Beim türkischen Bäcker gegenüber kostet ein Laib noch 99 Cent. Wie dachte sich das die ahnungslose Marie-Antoinette? Dann sollen sie eben Weißbrot essen!
Die wurde dann aber geköpft.
Heute trete ich aus dem Haus – und atme tief ein. Ah! Zimt! Ein Hauch von Vanille dabei! Wir leben im Schlaraffenland. Schwaden von süßen Wunderdüften überdecken ganze Stadtteile. Tja, es hat eben nicht jeder eine berühmte Keksfabrik in der Nähe.
Manchmal im Sommer, wenn ich dort im Industriegebiet durchradle, ist der Geruch nach Schokolade so stark, dass ich vom Fahrrad absteigen und mir sofort eine Packung Schokokekse kaufen möchte. Heute aber merke ich, dass Weihnachten und Zimt in der Luft liegen. Glücklich benebelt bringe ich meinen Sohn zur Schule. (Von Bitumen oder Hundehaufen keine Spur)
Ob der Senat wohl einen Zuschuss für Geruchsverstärker gibt? Verstehen würde ich es. Kein Mensch kann unter diesen lieblichen Schwaden auf die Barrikaden gehen!
Wenn ich aus dem Haus trete, sollte ich das nicht zügig-schwungvoll machen, sondern mich erst einmal umsehen. Nicht, dass hier finstere Gestalten mit Maschinengewehren lauern würden, nein. Aber einige Fahrradfahrer rasen so schnell über den Bürgersteig, und so dicht an den Haustüren vorbei, dass Vorsicht geboten ist! Beim Weitergehen muss ich dann den Blick senken: Die bekannten Tretminen (Hundehaufen) sind in Neukölln offensichtlich noch großzügiger verteilt als in anderen Gegenden. Vor dem Eingang, oder mitten auf dem Gehweg. Nur Hundehasser beschweren sich natürlich, pfui!

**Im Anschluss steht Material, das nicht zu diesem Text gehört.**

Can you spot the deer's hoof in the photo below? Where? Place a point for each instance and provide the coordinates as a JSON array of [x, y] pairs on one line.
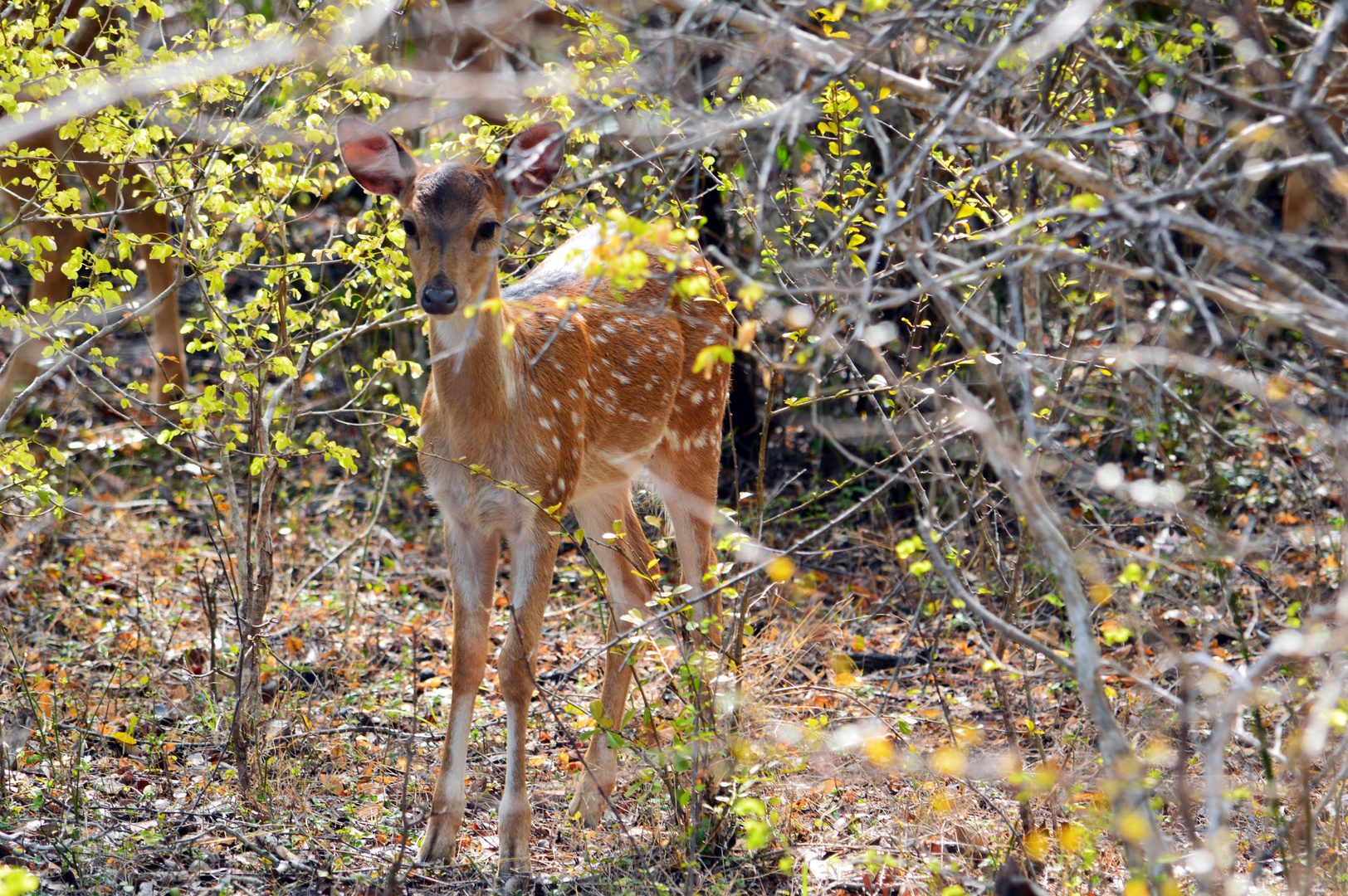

Traumhaft: Wenn jeder Hundehaufen der Stadt auch nur einen Euro einbringen würde, dann wären wir saniert! Kindergärten, ruhende Projekte und Reparaturen könnten endlich in Angriff genommen werden. Wundervoll!
Stattdessen stinkt es mir. Danke.
Darum läuft man auch besser mit gesenktem Blick durch Neukölln. Wenn man ihn dann mal mutig hebt, fällt er in unserer Straße gleich auf die letzten traurigen Deutschlandfahnen, die noch von der WM übrig sind. Etwas staubig, nicht mehr so stolz wie im Sommer. Gleich daneben der erste kleine Weihnachtsmann, der sich an einem Netz ein Haus hochhangelt.
Soll ich da wirklich erhobenen Blickes weitergehen?